The 37-year-old has a communications and music background. Today, he’s a full-time content creator, editing videos for clients, making music parodies and streaming video games.
“I could write stuff that is emotional but it’s just not me,” Carr said. “In today’s world you just want to make people laugh and forget how terrible the world is even if it just three minutes at a time.”
Carr’s game station is also his work station. Everything happens in front of his personal computer and due to the amount of work happening simultaneously, Carr needs the extra power to get work done.
“I currently use a Nvidia GTX1080,” Carr said, referencing the graphics processing unit or GPU in his computer.
Carr says it gets the job done and videos export much faster. Still, the processs leaves his computer untouchable for up to an hour depending on the length of the clip.
The GPU is used mainly to manage and enhance video and graphics performance. Explaining it to the non-gamer, Carr says it’s like having a 2018 truck and upgrading to a new truck that will carry a bigger load, faster and use less gasoline.
“Or upgrading from a Corolla to a Corvette,” Carr said, laughing.
GPU prices are inflated due to high demand, reinstated tariffs and a shortage of chips.
“The only way you can get them right now is pay an exuberant amount of money to scalpers on Ebay,” Carr said.

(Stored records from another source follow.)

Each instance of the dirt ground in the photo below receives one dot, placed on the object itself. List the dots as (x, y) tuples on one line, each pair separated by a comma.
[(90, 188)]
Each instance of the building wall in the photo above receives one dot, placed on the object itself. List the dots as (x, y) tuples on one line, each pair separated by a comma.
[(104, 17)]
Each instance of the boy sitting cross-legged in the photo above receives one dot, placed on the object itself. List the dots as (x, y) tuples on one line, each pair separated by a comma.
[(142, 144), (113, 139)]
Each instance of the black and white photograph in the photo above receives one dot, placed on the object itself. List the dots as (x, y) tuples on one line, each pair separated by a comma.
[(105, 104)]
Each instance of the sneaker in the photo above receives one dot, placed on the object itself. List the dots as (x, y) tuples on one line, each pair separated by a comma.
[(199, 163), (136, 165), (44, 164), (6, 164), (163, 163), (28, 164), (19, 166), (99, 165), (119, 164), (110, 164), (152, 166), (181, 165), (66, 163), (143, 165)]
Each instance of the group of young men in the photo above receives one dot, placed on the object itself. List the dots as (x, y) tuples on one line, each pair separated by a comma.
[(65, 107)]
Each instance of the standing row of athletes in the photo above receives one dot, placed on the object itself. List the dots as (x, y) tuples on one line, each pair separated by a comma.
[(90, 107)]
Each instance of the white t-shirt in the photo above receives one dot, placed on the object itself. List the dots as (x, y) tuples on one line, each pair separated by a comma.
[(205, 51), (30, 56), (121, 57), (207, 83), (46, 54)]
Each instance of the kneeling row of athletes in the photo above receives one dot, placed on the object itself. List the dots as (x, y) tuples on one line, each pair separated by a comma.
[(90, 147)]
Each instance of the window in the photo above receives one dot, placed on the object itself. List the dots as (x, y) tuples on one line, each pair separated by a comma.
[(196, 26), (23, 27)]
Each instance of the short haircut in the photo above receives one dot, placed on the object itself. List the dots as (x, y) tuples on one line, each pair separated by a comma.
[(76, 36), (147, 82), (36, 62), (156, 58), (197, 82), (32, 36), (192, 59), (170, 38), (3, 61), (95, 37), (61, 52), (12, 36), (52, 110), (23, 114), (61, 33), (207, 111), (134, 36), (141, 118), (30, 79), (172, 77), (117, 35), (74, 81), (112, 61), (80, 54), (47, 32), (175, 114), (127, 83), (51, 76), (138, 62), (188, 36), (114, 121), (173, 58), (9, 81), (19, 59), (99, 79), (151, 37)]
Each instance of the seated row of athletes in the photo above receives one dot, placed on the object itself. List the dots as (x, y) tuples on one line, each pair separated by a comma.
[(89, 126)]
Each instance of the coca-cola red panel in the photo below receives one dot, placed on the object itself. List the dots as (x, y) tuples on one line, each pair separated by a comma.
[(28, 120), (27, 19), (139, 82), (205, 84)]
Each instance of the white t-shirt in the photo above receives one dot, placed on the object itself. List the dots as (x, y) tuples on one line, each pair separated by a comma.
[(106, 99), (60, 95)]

Which is why it was a no-brainer for him to donate blood for a chance to win a GPU from We Are Blood.
“This came up from one of our colleagues who is interested in gaming and brought up that this item is rare and in high demand,” Nick Canedo, VP of community engagement with We Are Blood, said.

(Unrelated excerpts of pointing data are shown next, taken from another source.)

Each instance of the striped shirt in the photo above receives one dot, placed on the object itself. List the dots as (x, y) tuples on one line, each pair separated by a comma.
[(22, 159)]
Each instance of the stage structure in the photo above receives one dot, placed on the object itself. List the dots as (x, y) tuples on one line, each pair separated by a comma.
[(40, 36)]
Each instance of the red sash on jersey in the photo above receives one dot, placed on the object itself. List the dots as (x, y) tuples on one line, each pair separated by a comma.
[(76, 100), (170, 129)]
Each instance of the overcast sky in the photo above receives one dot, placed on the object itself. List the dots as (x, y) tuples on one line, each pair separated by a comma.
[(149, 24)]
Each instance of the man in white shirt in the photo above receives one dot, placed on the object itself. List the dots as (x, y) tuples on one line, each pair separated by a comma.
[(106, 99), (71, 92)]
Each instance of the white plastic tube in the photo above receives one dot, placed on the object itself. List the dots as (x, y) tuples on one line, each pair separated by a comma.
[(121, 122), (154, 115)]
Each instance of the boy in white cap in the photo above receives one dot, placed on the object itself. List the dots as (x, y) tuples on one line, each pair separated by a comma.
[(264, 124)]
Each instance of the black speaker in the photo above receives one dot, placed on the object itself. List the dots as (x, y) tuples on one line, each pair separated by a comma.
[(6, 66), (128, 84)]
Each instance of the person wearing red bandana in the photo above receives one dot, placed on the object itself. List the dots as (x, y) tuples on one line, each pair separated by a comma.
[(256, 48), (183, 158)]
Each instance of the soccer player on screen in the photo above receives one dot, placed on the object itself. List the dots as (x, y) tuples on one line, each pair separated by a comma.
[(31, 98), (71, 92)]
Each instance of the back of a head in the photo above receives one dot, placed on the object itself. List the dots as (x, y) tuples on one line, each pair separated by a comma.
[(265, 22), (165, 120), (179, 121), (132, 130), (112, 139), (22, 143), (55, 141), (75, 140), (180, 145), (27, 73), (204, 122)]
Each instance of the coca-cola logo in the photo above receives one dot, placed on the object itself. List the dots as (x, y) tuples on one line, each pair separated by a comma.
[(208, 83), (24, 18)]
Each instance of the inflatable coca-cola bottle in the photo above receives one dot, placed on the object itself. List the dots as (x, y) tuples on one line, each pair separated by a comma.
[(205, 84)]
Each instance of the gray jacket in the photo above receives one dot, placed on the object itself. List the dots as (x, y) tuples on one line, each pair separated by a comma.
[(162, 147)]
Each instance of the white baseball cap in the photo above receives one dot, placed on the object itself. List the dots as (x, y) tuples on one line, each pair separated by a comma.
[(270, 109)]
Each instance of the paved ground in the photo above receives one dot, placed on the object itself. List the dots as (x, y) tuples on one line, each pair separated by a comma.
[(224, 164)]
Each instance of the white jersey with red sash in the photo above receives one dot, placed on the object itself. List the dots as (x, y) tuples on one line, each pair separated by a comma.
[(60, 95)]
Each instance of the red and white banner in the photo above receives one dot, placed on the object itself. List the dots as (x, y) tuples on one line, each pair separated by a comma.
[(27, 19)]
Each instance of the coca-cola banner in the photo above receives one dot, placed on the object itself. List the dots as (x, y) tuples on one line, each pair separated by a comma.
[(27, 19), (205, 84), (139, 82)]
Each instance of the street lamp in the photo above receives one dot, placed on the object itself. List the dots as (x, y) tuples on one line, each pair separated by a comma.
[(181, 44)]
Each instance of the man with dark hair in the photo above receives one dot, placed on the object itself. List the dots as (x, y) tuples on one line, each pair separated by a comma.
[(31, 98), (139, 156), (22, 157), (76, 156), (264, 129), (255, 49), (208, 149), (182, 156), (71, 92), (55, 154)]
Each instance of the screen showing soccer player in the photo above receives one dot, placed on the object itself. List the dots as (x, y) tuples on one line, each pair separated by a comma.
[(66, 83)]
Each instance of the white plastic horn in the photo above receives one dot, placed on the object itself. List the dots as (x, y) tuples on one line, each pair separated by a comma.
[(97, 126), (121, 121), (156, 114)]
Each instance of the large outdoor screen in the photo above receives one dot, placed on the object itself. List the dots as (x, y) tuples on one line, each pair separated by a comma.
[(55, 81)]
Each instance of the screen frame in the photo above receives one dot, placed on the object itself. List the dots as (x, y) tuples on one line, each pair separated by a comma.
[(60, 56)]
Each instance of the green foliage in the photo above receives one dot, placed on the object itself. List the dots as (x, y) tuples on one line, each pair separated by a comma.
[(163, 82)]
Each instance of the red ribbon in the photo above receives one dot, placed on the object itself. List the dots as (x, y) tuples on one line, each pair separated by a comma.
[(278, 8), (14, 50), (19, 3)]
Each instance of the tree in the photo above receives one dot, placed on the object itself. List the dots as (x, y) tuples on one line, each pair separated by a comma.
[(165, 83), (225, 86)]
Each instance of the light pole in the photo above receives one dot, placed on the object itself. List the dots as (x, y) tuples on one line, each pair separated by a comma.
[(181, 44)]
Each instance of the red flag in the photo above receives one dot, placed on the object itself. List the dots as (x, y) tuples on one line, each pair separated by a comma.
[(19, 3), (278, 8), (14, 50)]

While GPU’s at retail price have been pretty much unattainable since the COVID pandemic began, blood donations have been scarce over the same time frame.
“Dozens and dozens of blood drives canceled,” Canedo recounted.
We Are Blood managed to nab one of PC gamings most sought after GPUs through its network of blood centers. The organization saw the chance to bring in new donors and convince once regular donors to schedule appointments in exchange for an opportunity to win the piece of PC hardware.
“This would access the gamer community, younger donors, tech communities and those are members we really need right now,” Canedo said. “Traditional blood drives hosted by tech companies and schools and colleges have been out of session who are traditionally some of our strongest blood drive hosts.”
By mid-August We Are Blood has more than 700 entries for the GPU promotion. One of them is Carr, who donated on a Sunday afternoon, but even if he doesn’t win, he knows there are no losers when it comes to donating blood,”
“They say it saves up to three lives just by doing that so if I can help out, I’m gonna,” Carr said.
The promotion is open until Aug. 31. To schedule a donation, you can visit weareblood.org. Those interested in entering the promo have to mention it when arriving on site. We Are Blood says this is to avoid giving the GPU to someone who otherwise has no use for the hardware.